How should we do that? Return an index from the kernel or just select the last index, which is non-zero in sol.t?

ChrisRackauckas commented 1 year ago

Not non-zero but not the same as tspan[1]

codecov[bot] commented 1 year ago

Codecov Report

Merging #199 (9077c15) into master (1b67553) will not change coverage. The diff coverage is 0.00%.

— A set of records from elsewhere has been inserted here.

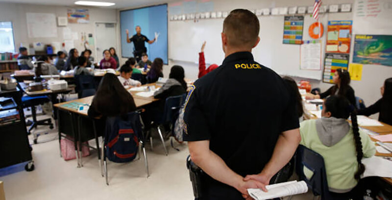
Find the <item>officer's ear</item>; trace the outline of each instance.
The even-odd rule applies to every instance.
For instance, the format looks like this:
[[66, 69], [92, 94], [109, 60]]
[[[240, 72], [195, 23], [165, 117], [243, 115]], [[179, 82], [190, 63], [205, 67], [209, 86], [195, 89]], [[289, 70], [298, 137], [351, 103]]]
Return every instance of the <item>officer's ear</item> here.
[[256, 43], [254, 44], [254, 45], [253, 45], [253, 46], [252, 47], [252, 48], [253, 48], [255, 47], [257, 45], [257, 44], [259, 44], [259, 43], [260, 42], [260, 37], [259, 37], [259, 36], [257, 36], [257, 40], [256, 41]]
[[221, 35], [221, 36], [222, 37], [222, 44], [224, 46], [227, 45], [227, 36], [223, 32], [222, 32], [220, 34], [220, 35]]

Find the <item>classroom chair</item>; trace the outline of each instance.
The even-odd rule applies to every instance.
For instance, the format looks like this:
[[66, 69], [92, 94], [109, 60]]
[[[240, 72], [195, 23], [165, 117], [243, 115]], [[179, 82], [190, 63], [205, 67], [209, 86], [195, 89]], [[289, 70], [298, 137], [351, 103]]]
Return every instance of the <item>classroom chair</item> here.
[[140, 158], [141, 151], [142, 150], [143, 151], [143, 156], [144, 157], [147, 178], [149, 177], [148, 163], [147, 161], [147, 154], [146, 154], [145, 147], [144, 134], [143, 133], [144, 125], [143, 123], [143, 120], [140, 117], [140, 112], [139, 111], [136, 111], [130, 112], [125, 117], [108, 117], [106, 118], [106, 131], [105, 133], [105, 136], [104, 136], [103, 141], [102, 141], [102, 148], [101, 148], [101, 154], [103, 161], [103, 163], [101, 164], [104, 166], [103, 170], [104, 173], [102, 172], [102, 171], [101, 172], [102, 174], [102, 176], [103, 176], [104, 174], [106, 184], [108, 185], [109, 185], [109, 182], [108, 181], [108, 170], [107, 164], [106, 163], [106, 154], [107, 151], [106, 148], [109, 142], [108, 141], [108, 134], [110, 134], [110, 131], [111, 129], [115, 129], [116, 126], [118, 127], [120, 122], [123, 122], [125, 124], [127, 124], [128, 126], [132, 127], [135, 134], [137, 136], [139, 142], [139, 158], [138, 159]]
[[358, 96], [355, 97], [355, 102], [357, 109], [363, 109], [366, 108], [366, 106], [365, 105], [365, 101], [361, 97]]
[[95, 94], [94, 76], [91, 75], [78, 75], [75, 76], [76, 84], [76, 90], [77, 98], [84, 98]]
[[[159, 137], [161, 138], [161, 141], [163, 145], [163, 148], [165, 149], [165, 152], [166, 156], [168, 156], [169, 152], [168, 149], [166, 148], [166, 145], [165, 145], [165, 140], [163, 139], [162, 135], [162, 130], [161, 126], [165, 124], [168, 124], [171, 126], [172, 134], [174, 134], [173, 133], [173, 127], [174, 126], [175, 120], [178, 117], [179, 111], [181, 106], [184, 104], [185, 101], [186, 95], [184, 94], [181, 95], [171, 96], [166, 98], [166, 102], [165, 104], [165, 108], [164, 109], [163, 115], [160, 121], [154, 122], [157, 125], [157, 129], [158, 129], [158, 133], [159, 134]], [[172, 140], [171, 144], [172, 147], [173, 148], [172, 137], [171, 139]], [[151, 149], [153, 149], [152, 145], [152, 136], [150, 135], [150, 143], [151, 144]], [[176, 149], [174, 148], [175, 149]], [[179, 151], [176, 149], [177, 151]]]
[[[23, 108], [30, 108], [31, 110], [31, 116], [33, 118], [33, 120], [28, 120], [29, 122], [31, 124], [28, 131], [29, 134], [31, 134], [31, 130], [35, 128], [37, 128], [38, 125], [49, 126], [49, 128], [50, 129], [52, 129], [54, 128], [53, 124], [51, 122], [51, 119], [50, 118], [47, 118], [41, 120], [37, 120], [37, 111], [35, 109], [35, 107], [49, 101], [50, 101], [50, 99], [47, 96], [34, 97], [25, 96], [22, 98]], [[38, 134], [35, 133], [33, 134], [33, 141], [34, 144], [37, 144], [37, 140], [38, 139]]]
[[[314, 196], [320, 196], [321, 200], [346, 200], [331, 196], [328, 187], [325, 165], [322, 156], [300, 145], [297, 149], [296, 157], [295, 172], [299, 179], [306, 182]], [[307, 177], [305, 171], [313, 174], [313, 175]]]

@@          Coverage Diff           @@
##           master    #199   +/-   ##
======================================
  Coverage    0.00%   0.00%           
======================================
  Files           9       9           
  Lines        1977    1990   +13     
======================================
- Misses       1977    1990   +13     
Impacted Files Coverage Δ
src/DiffEqGPU.jl 0.00% <0.00%> (ø)
src/integrators/integrator_utils.jl 0.00% <0.00%> (ø)
src/integrators/types.jl 0.00% <ø> (ø)
src/perform_step/gpu_tsit5_perform_step.jl 0.00% <0.00%> (ø)
src/perform_step/gpu_vern7_perform_step.jl 0.00% <0.00%> (ø)
src/perform_step/gpu_vern9_perform_step.jl 0.00% <0.00%> (ø)
src/solve.jl 0.00% <0.00%> (ø)

:mega: We’re building smart automated test selection to slash your CI/CD build times. Learn more

utkarsh530 commented 1 year ago

The post-process does increase some allocations though:

Before:

julia> CUDA.@time sol = solve(monteprob, GPUTsit5(), EnsembleGPUKernel(),
                       trajectories = 2,
                       adaptive = false, dt = 1.0f0, callback = cb, merge_callbacks = true,
                       tstops = [2.40f0])
  0.000236 seconds (147 CPU allocations: 5.891 KiB) (4 GPU allocations: 228 bytes, 8.57% memmgmt time)

After:

julia> CUDA.@time sol = solve(monteprob, GPUTsit5(), EnsembleGPUKernel(),
                       trajectories = 2,
                       adaptive = false, dt = 1.0f0, callback = cb, merge_callbacks = true,
                       tstops = [2.40f0])
  0.000275 seconds (250 CPU allocations: 8.344 KiB) (4 GPU allocations: 228 bytes, 6.38% memmgmt time)
EnsembleSolution Solution of length 2 with uType:
ODESolution
ChrisRackauckas commented 1 year ago

What about using a view?

ChrisRackauckas commented 1 year ago

I think that could be worked on. May need to double check the higher level is type-stable.